Activation of invariant NKT cells by the helminth parasite schistosoma mansoni.
Mallevaey T., Zanetta JP., Faveeuw C., Fontaine J., Maes E., Platt F., Capron M., de-Moraes ML., Trottein F.
Mouse CD1d-restricted NKT cells, including invariant (i)NKT cells, are innate cells activated by glycolipid Ags and play important roles in the initiation and regulation of immune responses. Through their ability to promptly produce large amounts of Th1 and/or Th2 cytokines upon TCR engagement, iNKT cells exert crucial functions in the immune/inflammatory system during bacterial, protozoan, fungal, and viral infections.
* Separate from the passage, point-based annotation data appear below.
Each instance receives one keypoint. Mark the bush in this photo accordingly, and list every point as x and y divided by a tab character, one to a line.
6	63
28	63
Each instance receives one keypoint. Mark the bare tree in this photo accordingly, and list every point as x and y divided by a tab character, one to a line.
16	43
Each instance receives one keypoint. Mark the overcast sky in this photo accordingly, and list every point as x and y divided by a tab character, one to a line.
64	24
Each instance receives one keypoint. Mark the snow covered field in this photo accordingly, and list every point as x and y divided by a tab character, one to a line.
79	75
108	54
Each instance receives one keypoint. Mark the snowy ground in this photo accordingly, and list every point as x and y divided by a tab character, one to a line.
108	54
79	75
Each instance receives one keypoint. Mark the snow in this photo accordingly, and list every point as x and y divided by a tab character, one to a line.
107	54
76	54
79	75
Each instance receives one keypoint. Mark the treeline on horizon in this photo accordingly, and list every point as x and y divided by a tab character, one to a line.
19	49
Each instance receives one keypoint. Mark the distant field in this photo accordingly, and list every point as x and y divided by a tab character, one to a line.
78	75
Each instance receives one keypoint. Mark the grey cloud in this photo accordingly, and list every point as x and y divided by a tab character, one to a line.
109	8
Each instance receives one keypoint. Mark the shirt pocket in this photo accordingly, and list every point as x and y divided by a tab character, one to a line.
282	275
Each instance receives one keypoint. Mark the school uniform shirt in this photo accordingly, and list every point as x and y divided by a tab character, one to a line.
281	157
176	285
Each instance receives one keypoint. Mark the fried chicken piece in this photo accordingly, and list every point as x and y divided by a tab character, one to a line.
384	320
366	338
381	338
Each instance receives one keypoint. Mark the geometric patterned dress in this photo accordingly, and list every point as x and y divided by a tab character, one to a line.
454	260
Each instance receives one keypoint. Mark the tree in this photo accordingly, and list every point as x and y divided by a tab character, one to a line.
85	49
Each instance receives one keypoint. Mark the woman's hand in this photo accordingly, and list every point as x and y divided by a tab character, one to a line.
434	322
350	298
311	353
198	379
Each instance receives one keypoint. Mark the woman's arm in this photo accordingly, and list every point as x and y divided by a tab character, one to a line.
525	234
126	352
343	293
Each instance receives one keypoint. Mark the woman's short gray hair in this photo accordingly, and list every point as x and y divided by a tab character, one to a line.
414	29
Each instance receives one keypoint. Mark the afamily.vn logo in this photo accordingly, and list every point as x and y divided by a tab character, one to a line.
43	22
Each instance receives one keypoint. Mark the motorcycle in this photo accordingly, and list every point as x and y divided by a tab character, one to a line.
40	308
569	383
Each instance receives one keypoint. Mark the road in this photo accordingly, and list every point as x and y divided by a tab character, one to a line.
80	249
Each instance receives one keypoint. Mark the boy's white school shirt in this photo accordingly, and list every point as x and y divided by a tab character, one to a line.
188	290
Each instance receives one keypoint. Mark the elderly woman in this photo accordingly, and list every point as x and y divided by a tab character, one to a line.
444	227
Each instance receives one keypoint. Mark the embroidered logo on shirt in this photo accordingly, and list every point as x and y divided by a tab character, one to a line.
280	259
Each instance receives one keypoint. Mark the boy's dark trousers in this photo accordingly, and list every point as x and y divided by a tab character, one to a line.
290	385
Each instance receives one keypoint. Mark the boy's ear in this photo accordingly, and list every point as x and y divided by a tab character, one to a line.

However, their roles during metazoan parasite infection, which are generally associated with strong Th2 responses, still remain elusive. In this study, we show that during the course of murine schistosomiasis, iNKT cells exhibit an activated phenotype and that following schistosome egg encounter in the liver, hepatic iNKT cells produce both IFN-gamma and IL-4 in vivo. We also report that schistosome egg-sensitized dendritic cells (DCs) activate, in a CD1d-dependent manner, iNKT cells to secrete IFN-gamma and IL-4 in vitro. Interestingly, transfer of egg-sensitized DCs promotes a strong Th2 response in recipient wild-type mice, but not in mice that lack iNKT cells. Engagement of TLRs in DCs is not necessary for iNKT cell stimulation in response to egg-sensitized DCs, suggesting an alternative pathway of activation. Finally, we propose that self, rather than parasite-derived, CD1d-restricted ligands are implicated in iNKT cell stimulation. Taken together, our data show for the first time that helminths can activate iNKT cells to produce immunoregulatory cytokines in vivo, enabling them to influence the adaptive immune response.